Pour éviter tout malentendu et toute fraude, le Guggenheim conclut des contrats très complets avec les artistes. Dedans sont notamment indiqués une description approfondie de l’œuvre (titre, éléments visuels et sonores…) ainsi que l’ensemble de ses technologies inhérentes (codes sources, fichiers images…).


A.3.3 – Le ‘Variable Media Endowment’

Constatant que les new media arts évoluaient très vite, Jon Ippolito créa un service pour remettre à jour les œuvres devenues obsolètes: le ‘Variable Media Endowment’.

Ce programme fut très intelligemment co-créé avec la Fondation Langlois. Jean Gagnon, le directeur de cette fondation, déclara: « compte tenu de notre intérêt particulier pour la recherche portant sur la conservation des documents et des œuvres d’art numériques, cette alliance nous donne l’occasion de réunir deux expertises complémentaires: celle que nous possédons dans la documentation de l’histoire des arts médiatiques, et l’expérience inégalée du Guggenheim dans la présentation et la conservation de ces œuvres [6].»

Les responsables du ‘Variable Media Endowment’ élaborèrent des stratégies de conservation et des protocoles rendant les œuvres indépendantes des technologies (matérielles et logicielles).

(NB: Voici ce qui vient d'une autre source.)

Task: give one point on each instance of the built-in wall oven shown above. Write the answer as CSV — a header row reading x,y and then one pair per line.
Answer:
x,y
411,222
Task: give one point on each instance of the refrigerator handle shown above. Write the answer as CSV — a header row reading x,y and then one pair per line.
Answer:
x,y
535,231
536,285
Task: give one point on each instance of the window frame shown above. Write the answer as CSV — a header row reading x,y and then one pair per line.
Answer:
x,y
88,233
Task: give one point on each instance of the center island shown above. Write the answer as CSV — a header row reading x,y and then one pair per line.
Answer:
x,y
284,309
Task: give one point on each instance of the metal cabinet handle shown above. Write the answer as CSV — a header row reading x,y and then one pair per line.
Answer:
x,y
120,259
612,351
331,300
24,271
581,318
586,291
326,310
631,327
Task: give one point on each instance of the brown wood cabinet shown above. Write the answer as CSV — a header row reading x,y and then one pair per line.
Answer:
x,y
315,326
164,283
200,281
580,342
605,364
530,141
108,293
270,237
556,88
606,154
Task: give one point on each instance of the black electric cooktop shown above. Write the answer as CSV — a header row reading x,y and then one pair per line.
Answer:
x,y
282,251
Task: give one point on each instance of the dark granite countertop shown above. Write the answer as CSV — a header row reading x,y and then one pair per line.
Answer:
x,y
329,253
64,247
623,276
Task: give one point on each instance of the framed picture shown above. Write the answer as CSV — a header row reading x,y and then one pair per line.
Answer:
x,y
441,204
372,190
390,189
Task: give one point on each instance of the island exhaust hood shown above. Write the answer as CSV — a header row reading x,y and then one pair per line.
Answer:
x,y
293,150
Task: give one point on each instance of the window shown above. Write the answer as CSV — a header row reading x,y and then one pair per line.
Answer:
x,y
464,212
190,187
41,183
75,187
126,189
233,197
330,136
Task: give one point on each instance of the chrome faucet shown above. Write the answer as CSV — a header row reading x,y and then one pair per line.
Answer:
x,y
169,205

Lors de la rédaction du contrat de vente, quinze pourcents sont automatiquement réservés pour le ‘Variable Media Endowment’. L’artiste est invité à décrire son œuvre et a la possibilité de choisir entre quatre alternatives sur le devenir de celle-ci quand elle deviendra inutilisable:

  • le simple stockage physique de l’œuvre.
  • l’émulation (on refait une œuvre différente mais assez proche graphiquement).
  • la migration (on améliore l’œuvre en fonction des nouveaux outils informatiques).
  • la réinterprétation (on re-crée l’œuvre lorsqu’une nouvelle possibilité est offerte).


Notes :

[1] MORRIS (Susan), Museums & New Media Art, rapport de recherches commissionné par la Fondation Rockefeller, New York, octobre 2001, p.31.

[2] Brandon fut commissionné par Matthew Drutt, conservateur associé à la Recherche, et par John G.Hanhardt, conservateur du département Film et Arts médiatiques.

[3] Shu Lea Cheang (américaine, née en 1954 à Taiwan): artiste exploitant la vidéo et les nouveaux médias depuis les années quatre-vingt.

[4] Propos de Jon Ippolito repris par Matthew Mirapaul in « Arts online – Getting Tangible Dollars for an Intangible Creation » (bulletin laissé sur la liste de discussions ‘Nettime’, le 19 février 2002).

[5] Idem.

[6] COUCHOT (Edmond) et Hillaire (Norbert), L’Art numérique – comment la technologie vient au  monde de l’art, Paris, Flammarion, 2003, p.174.